Beroep tegen administratieve sanctie en proceskostenvergoeding in verkeerszaken

In deze zaak heeft de kantonrechter van de Rechtbank Den Haag op 11 november 2021 uitspraak gedaan in een beroep tegen een administratieve sanctie die aan betrokkene was opgelegd. De gemachtigde, mr. N.G.A. Voorbach van Verkeersboete.nl, heeft namens betrokkene beroep ingesteld bij de officier van justitie, die de sanctie heeft vernietigd en de proceskosten heeft toegewezen tot een bedrag van € 590,65. De gemachtigde heeft vervolgens beroep ingesteld tegen deze beslissing bij de kantonrechter.

De procedure is eerder behandeld op 12 augustus 2021, waarbij de gemachtigde de gelegenheid kreeg om aanvullende gronden in te dienen. Tijdens de zitting op 28 oktober 2021 heeft de gemachtigde zijn standpunt toegelicht, terwijl een vertegenwoordiger van de officier van justitie aanwezig was. De gemachtigde betwistte dat er sprake was van samenhangende zaken en vroeg om een hogere proceskostenvergoeding.

De kantonrechter heeft overwogen dat de officier van justitie niet voldoende onderbouwing heeft gegeven voor de stelling dat er sprake is van samenhangende zaken. De kantonrechter concludeert dat de beroepen bij de officier van justitie op verschillende momenten zijn ingediend en dat de werkzaamheden van de gemachtigde in de verschillende zaken niet nagenoeg identiek zijn geweest. Daarom heeft de kantonrechter het beroep gegrond verklaard, de beslissing van de officier van justitie vernietigd en de officier van justitie veroordeeld tot het vergoeden van de proceskosten van betrokkene tot een bedrag van € 3.445,50.

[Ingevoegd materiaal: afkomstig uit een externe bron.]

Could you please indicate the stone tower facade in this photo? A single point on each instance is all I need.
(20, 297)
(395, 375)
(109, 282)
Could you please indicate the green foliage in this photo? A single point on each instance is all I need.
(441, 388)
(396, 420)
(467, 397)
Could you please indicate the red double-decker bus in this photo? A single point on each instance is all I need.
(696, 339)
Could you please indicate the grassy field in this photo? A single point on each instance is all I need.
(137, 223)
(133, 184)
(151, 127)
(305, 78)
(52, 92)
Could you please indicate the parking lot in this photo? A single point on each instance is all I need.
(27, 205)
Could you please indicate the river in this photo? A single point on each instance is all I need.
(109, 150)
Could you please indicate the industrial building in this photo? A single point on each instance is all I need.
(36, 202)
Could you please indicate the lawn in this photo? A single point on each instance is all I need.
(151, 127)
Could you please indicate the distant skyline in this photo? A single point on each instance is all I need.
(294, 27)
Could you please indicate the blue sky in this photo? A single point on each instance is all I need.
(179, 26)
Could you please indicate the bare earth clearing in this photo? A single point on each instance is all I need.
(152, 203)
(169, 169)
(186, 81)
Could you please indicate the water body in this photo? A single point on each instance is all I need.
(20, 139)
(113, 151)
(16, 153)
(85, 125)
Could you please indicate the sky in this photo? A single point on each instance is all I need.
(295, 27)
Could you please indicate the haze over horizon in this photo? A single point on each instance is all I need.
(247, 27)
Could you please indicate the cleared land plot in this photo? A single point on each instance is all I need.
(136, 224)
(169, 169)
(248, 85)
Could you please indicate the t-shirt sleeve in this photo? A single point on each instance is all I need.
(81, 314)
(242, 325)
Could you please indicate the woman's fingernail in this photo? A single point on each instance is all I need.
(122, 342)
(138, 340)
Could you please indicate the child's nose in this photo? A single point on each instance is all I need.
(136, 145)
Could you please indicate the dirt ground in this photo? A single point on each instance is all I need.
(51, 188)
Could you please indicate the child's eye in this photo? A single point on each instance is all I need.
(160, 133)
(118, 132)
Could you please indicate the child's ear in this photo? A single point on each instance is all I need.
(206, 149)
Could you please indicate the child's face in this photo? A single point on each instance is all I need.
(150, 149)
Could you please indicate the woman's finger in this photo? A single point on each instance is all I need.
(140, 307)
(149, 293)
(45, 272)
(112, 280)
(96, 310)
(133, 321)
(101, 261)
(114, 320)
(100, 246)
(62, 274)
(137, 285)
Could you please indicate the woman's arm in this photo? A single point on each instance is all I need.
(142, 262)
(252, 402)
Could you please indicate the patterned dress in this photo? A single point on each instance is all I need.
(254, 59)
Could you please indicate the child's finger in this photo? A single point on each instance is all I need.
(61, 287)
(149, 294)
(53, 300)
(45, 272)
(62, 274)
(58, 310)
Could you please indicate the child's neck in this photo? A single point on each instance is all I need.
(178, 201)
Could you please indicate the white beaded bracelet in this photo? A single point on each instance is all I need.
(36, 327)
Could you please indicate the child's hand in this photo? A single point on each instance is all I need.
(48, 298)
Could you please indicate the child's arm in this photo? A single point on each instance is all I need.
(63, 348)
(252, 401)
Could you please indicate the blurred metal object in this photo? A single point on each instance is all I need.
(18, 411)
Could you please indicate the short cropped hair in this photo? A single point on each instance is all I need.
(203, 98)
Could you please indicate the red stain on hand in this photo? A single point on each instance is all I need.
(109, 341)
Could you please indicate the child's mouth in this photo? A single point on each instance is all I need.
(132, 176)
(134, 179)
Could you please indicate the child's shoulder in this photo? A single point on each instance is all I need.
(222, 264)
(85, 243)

De uitspraak benadrukt het belang van een zorgvuldige onderbouwing bij claims van samenhangende zaken en de noodzaak voor de officier van justitie om duidelijk aan te tonen dat de zaken daadwerkelijk samenhangen. De kantonrechter heeft ook bepaald dat hetgeen door betrokkene als zekerheid is gesteld, door de officier van justitie moet worden gerestitueerd.

Uitspraak

Rechtbank DEN HAAG

Zittingsplaats ’s-Gravenhage
CJIB-nummer: [CJIB-nummer]
Registratienummer team straf: 9115386 \ MB VERZ 21-329
Uitspraakdatum : 11 november 2021
Beslissing van de kantonrechter, tevens houdende het opgemaakte proces-verbaal van de zitting
in de zaak van
[belanghebbende]
wonende dan wel gevestigd te: [adres]
, nader ook te noemen: betrokkene.
Gemachtigde: mr. N.G.A. Voorbach van Verkeersboete.nl

Het verloop van de procedure

Aan betrokkene is een administratieve sanctie opgelegd. De gemachtigde heeft namens betrokkene daartegen beroep ingesteld bij de officier van justitie. De officier van justitie heeft de beschikking waarbij de sanctie is opgelegd, vernietigd en het verzoek van de gemachtigde tot vergoeding van de proceskosten toegewezen tot een bedrag van € 590,65, omdat volgens de officier van justitie sprake is van samenhangende zaken.
Tegen deze beslissing is door gemachtigde beroep ingesteld bij de kantonrechter.
De zaak is reeds eerder behandeld ter zitting van 12 augustus 2021. De zaak is destijds aangehouden teneinde de gemachtigde in de gelegenheid te stellen aanvullende gronden in te dienen. De inhoud van het proces-verbaal van die zitting dient als herhaald en ingelast te worden beschouwd.
De kantonrechter heeft partijen in de gelegenheid gesteld om op de zitting van 28 oktober 2021 de standpunten nader toe te lichten. De gemachtigde is verschenen. Namens de officier van justitie is een zittingsvertegenwoordiger verschenen.

Overwegingen

Gemachtigde heeft bij brief, d.d. 28 september 2021, aanvullende gronden ingediend en heeft – kort samengevat - aangevoerd dat:
  • de officier van justitie niet heeft gemotiveerd waarom sprake is van samenhangende zaken;
  • de beroepschriften op verschillende data zijn ingediend;
  • de hoorzittingen op verschillende data hebben plaatsgevonden;
  • de 15 zaken inhoudelijk (sterk) afwijkende verweren kennen;
  • de toelichting van betrokkenen (sterk) afwijkend is;
  • geen aanleiding bestaat om voor het telefonisch horen een half punt toe te kennen
Gemachtigde betwist dat sprake is van samenhangende zaken en meent dat een hogere proceskostenvergoeding dient te worden toegekend.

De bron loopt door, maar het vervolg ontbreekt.